Web

WebDocument

class datahtml.web.WebDocument(url: str, *, html_txt: str, is_root=False)

It’s the main object for the library. It represents a HTML Document. This page could be a root link or a subpage.

__init__(url: str, *, html_txt: str, is_root=False)
Parameters:
  • url (str) – url where the document belongs.

  • html_txt (str) – html text of the document.

  • is_root (bool) – if is the root site or a subpage.

property html: str
classmethod parse(url: str, *, crawler: CrawlerSpec, is_root=False) WebDocument

It crawl and parse a url passed.

Deprecated since version 0.3.0: Use datahtml.web.download()

social_urls() List[URL]
images() List[Image]
ld_json() Dict[str, Any]
meta_og(keys=['og:url', 'og:image', 'og:description', 'og:type', 'og:locale', 'og:title']) Dict[str, str]
article() ArticleData
keywords() str | None
metas() List[MetaTag]
get_locale() str | None

download

datahtml.web.download(url: str, *, crawler: CrawlerSpec, is_root=True, raise_when_not_200=True) WebDocument

It crawls the url passed.

Parameters:
  • url (str) – url to crawl

  • crawler (CrawlerSpec) – A class:CrawlerSpec implementation.

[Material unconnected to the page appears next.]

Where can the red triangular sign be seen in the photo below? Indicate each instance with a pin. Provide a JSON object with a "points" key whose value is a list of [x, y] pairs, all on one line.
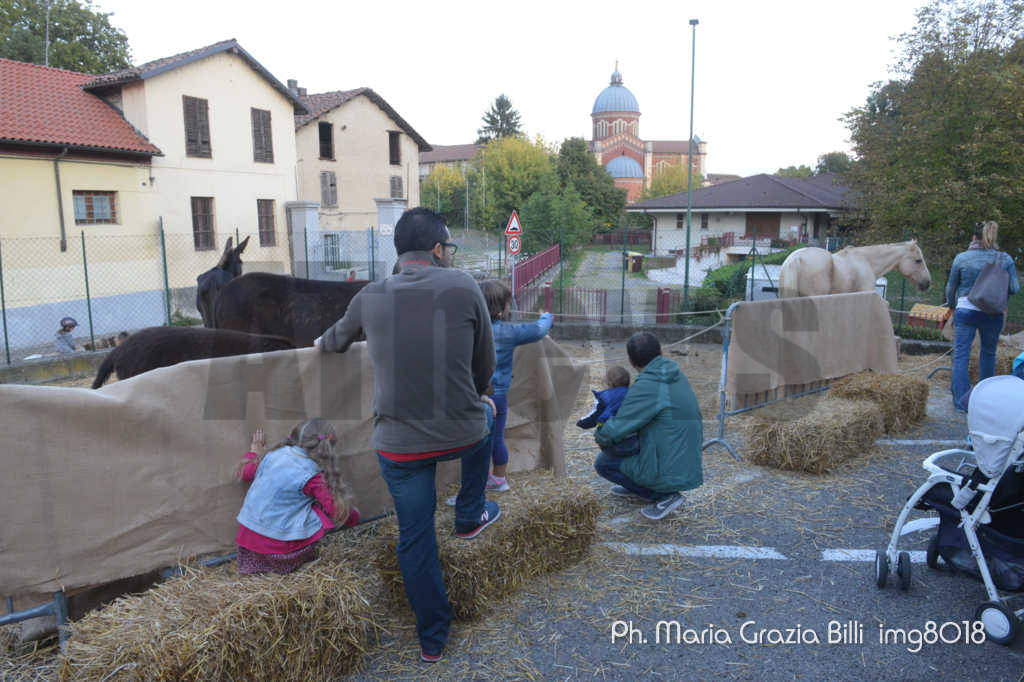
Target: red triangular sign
{"points": [[513, 227]]}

  • is_root (bool) – if it’s a root site or not.

Returns:

A web object.

Return type:

WebDocument

build_sitemap

datahtml.web.build_sitemap(url: str, *, crawler: CrawlerSpec, filter_dt: int = 1) List[SitemapLink]

It try to get the sitemap of the site based on the robots.txt protocol. After finding sitemaps links, it starts crawling each link.

Parameters:
  • url (str) – Base url of the site

  • crawler (CrawlerSpec) – A crawler based on the CrawlerSpec

  • filter_dt – some sites could have a lot of sitemaps and links, like media site, filter_dt helps to filter old content.

Returns:

A list of links extracted from the sitemaps.

Return type:

List[sitemap.SitemapLink]